Cela a été extrêmement important. Une indication précoce que la maladie se propage dans une population donne aux gouvernements une longueur d'avance bienvenue dans la planification de sa riposte.

Une question intéressante est donc de savoir si d'autres services en ligne, en particulier les médias sociaux, peuvent faire des prédictions similaires ou même meilleures. Aujourd'hui, nous avons une réponse grâce aux travaux de Jiwei Li de l'Université Carnegie Mellon de Pittsburgh et de Claire Cardie de l'Université de Cornell dans l'État de New York, qui ont pu détecter les premiers stades d'une épidémie de grippe à l'aide de Twitter.



Leur approche est à bien des égards similaire à celle de Google. Ils filtrent simplement le flux de données Twitter pour les tweets liés à la grippe qui sont également géolocalisés. Cela leur permet de créer une carte montrant la distribution de ces tweets et son évolution dans le temps.

Ils modélisent également la dynamique de la maladie avec quelques subtilités intéressantes. Dans le nouveau modèle, une épidémie de grippe peut se dérouler dans l'une des quatre phases suivantes : une phase non épidémique, une phase ascendante où les nombres augmentent, une phase stationnaire et une phase décroissante où les nombres diminuent.
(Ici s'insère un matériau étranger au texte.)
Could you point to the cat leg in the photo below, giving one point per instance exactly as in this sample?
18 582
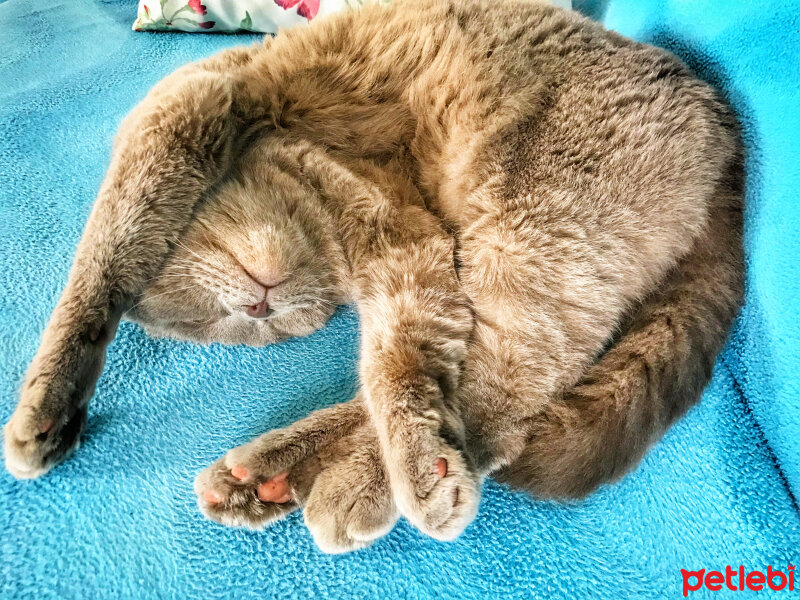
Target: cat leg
415 329
328 463
170 150
649 378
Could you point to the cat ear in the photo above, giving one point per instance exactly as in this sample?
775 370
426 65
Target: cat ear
170 151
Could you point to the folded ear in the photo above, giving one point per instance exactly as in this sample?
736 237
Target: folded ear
170 151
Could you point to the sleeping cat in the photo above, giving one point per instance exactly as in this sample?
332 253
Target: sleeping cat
538 220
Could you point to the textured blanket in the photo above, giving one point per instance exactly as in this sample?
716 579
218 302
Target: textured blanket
118 519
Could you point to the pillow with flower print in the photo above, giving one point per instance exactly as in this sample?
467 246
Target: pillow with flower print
265 16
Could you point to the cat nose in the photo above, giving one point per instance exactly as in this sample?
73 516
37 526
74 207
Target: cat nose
259 311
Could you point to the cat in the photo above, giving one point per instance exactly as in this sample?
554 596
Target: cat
538 220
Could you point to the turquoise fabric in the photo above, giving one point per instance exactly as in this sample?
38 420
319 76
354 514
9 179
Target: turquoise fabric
118 519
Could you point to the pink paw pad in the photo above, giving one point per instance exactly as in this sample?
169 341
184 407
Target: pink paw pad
212 496
239 472
275 489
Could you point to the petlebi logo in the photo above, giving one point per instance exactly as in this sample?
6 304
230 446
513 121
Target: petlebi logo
737 580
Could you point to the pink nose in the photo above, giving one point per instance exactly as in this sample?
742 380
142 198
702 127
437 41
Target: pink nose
259 311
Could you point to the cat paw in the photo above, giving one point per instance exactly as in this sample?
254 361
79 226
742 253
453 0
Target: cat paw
433 486
237 496
43 430
341 485
350 504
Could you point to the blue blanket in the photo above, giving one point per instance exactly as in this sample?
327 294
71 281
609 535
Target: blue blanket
118 519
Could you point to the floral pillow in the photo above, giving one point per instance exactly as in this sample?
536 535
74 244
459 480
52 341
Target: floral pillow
265 16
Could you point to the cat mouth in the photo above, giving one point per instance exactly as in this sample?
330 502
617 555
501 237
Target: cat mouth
260 310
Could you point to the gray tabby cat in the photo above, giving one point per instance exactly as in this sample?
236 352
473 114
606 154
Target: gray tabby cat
539 221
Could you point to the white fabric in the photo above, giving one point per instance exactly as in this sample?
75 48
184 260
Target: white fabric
266 16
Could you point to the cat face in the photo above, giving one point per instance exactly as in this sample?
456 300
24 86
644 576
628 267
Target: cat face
256 266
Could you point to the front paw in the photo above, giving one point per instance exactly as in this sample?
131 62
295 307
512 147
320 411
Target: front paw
237 496
434 486
44 429
342 486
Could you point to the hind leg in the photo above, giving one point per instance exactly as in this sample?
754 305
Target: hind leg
652 375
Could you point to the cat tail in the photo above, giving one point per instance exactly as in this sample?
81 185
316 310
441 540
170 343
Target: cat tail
649 378
169 151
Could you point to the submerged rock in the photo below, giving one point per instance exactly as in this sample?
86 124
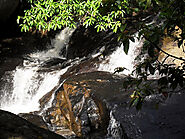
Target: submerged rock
13 126
78 106
95 105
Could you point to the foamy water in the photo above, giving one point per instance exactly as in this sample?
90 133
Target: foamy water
29 85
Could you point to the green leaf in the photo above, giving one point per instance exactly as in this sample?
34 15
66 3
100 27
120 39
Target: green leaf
163 81
126 45
122 28
151 69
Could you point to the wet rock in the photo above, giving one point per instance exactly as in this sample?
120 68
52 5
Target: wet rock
96 101
78 105
34 119
53 62
13 126
85 41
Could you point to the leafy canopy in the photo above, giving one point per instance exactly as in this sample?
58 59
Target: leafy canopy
152 19
49 14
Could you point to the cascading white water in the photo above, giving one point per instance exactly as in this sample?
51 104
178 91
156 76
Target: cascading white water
119 59
28 84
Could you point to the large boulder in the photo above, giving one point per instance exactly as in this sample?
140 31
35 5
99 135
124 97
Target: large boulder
79 107
95 104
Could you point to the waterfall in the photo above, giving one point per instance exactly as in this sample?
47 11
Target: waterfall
28 84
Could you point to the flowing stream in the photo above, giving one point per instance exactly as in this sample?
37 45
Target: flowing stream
28 83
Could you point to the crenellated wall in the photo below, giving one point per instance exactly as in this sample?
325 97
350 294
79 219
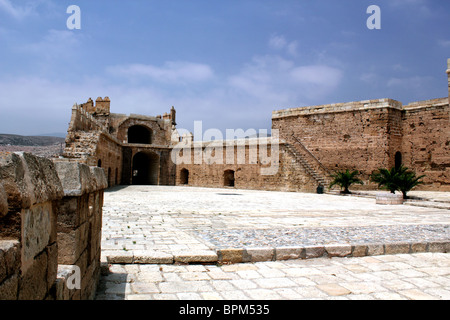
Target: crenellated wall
50 223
La nouvelle approche utilise un algorithme qui tente de détecter le plus tôt possible le passage d'une phase à une autre. En effet, Li et Cardie testent l'efficacité de leur approche en utilisant un ensemble de données Twitter de 3,6 millions de tweets liés à la grippe provenant d'environ 1 million de personnes aux États-Unis entre juin 2008 et juin 2010.



Pour vérifier le bon fonctionnement de leurs prédictions, Li et Cardie ont comparé leur analyse à celle produite par le CDC. Nous vérifions que les tweets liés à la grippe sont fortement corrélés au nombre de cas de syndrome grippal (SG) fournis par les CDC, disent-ils.

Cela semble être un nouvel outil puissant et important dans la lutte contre les épidémies de grippe. Il fournit certainement une nouvelle façon de détecter la maladie à ses débuts. En effet, une tâche intéressante sera de comparer son efficacité avec d'autres systèmes tels que les tendances de la grippe de Google et les propres prédictions des CDC.

Environ 10 à 15 % des personnes contractent la grippe chaque année, ce qui entraîne environ 50 millions de cas et 500 000 décès dans le monde. C'est un lourd tribut. La capacité de détecter le début d'une épidémie une semaine environ plus tôt qu'il n'est possible actuellement, et de le faire à un prix relativement bas et facilement partout dans le monde, pourrait permettre aux gouvernements et aux agences médicales de sauver un nombre important de vies.